Fashion designer Jeremy Scott described their style as "intergalactic"; they're known for wearing, "clashing, cartoonish, multilayered outfits".

They buy clothes from flea markets, eBay and YOOX and are proponents of contemporary designers such as Proenza Schouler and Christopher Kane.

==Career==
Their work revolves around hosting parties in Miami, New York City and Los Angeles, photo shoots and covering fashion weeks. They also partner with companies such as Chanel, Coach, Inc. and Apple Inc.

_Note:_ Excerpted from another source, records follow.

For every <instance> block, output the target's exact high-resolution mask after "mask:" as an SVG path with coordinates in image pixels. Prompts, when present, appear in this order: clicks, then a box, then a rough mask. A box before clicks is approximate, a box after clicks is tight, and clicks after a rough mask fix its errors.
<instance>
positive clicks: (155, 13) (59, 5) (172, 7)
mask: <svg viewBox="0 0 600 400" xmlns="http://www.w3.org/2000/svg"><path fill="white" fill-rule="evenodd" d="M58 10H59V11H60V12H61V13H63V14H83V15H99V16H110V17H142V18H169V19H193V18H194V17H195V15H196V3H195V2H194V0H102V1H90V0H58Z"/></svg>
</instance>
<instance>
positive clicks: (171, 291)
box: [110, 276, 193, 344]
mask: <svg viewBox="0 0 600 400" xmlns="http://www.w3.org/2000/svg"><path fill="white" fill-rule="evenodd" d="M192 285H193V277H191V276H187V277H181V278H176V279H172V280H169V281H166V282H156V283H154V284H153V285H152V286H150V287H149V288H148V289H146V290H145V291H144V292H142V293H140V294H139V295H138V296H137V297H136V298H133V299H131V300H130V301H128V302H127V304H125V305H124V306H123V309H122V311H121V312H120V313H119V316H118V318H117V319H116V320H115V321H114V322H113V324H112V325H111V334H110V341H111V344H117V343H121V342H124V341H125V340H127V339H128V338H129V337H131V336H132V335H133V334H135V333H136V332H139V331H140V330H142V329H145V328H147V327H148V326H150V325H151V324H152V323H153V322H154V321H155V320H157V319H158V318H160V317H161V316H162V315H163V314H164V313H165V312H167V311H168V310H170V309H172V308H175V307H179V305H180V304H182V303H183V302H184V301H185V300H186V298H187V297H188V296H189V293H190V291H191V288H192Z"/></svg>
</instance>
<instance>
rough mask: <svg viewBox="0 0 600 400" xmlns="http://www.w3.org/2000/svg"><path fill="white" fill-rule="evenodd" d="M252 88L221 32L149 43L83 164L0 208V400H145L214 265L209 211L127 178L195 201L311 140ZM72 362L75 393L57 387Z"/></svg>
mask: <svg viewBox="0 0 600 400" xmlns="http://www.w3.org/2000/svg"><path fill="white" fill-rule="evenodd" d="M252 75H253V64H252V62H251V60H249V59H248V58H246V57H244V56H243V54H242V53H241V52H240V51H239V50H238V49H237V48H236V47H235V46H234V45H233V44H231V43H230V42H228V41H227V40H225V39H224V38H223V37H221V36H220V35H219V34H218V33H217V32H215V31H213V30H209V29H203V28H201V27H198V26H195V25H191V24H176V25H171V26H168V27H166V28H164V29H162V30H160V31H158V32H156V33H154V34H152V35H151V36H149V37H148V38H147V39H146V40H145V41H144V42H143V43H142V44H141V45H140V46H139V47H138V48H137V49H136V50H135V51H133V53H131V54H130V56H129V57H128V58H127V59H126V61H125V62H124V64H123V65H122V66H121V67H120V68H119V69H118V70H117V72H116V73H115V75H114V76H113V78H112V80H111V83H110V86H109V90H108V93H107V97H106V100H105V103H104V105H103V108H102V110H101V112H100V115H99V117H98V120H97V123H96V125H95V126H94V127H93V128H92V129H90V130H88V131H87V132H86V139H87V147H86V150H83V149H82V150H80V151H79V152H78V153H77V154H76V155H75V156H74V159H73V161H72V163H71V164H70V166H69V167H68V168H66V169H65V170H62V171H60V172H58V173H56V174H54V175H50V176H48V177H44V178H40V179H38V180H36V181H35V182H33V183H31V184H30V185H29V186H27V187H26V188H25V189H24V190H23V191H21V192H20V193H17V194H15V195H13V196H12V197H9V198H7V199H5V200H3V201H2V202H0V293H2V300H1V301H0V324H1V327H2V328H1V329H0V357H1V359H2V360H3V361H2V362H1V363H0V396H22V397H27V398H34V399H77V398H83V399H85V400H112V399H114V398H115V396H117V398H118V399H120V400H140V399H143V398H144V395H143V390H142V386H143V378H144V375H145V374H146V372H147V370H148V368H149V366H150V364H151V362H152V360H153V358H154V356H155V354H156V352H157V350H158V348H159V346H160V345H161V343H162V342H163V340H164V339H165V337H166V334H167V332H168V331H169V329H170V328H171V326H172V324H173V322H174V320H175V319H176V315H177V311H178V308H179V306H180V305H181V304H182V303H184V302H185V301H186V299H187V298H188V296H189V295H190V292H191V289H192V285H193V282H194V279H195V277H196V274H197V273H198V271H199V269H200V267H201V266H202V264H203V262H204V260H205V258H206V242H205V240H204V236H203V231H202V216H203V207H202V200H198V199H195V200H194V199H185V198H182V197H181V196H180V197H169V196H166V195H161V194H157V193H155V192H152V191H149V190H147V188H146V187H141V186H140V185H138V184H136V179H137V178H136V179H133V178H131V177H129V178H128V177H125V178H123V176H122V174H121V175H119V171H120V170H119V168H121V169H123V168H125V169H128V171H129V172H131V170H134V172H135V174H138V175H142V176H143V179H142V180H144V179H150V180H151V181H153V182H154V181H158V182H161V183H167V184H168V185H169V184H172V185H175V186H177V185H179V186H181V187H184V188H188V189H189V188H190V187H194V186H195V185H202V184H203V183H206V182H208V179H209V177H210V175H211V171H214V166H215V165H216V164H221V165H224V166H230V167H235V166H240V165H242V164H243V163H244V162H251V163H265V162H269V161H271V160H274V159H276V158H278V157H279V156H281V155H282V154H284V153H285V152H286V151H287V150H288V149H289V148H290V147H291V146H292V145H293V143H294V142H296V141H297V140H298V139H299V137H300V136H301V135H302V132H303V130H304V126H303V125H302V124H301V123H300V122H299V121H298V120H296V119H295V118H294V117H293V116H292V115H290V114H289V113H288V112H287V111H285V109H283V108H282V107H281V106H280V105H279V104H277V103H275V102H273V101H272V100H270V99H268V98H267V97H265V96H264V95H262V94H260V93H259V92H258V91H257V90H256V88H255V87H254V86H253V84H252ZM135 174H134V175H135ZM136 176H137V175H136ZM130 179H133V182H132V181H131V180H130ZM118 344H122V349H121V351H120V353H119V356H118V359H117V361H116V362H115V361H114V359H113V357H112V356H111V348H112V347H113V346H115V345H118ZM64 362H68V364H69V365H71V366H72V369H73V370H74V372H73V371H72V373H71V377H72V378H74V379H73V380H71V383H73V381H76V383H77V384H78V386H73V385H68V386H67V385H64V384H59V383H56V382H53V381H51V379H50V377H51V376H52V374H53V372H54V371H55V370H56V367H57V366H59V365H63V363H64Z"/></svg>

In 2013, they were the official H&M bloggers for the Much Music Video Awards in Toronto.

In 2015, their dogs were named two of the most chic pets on instagram by Harpers Bazaar.

In 2016, they were included on The Globe and Mail list of top digital style moments of that year. Also in 2016, they were listed on The Huffington Posts list of, "20 Canadian Instagrammers You Need To Follow,"; they have over 160,000 followers.

In 2017, the Beckermans were awarded The Digital Fashion Influencer of the Year Award by CAFA.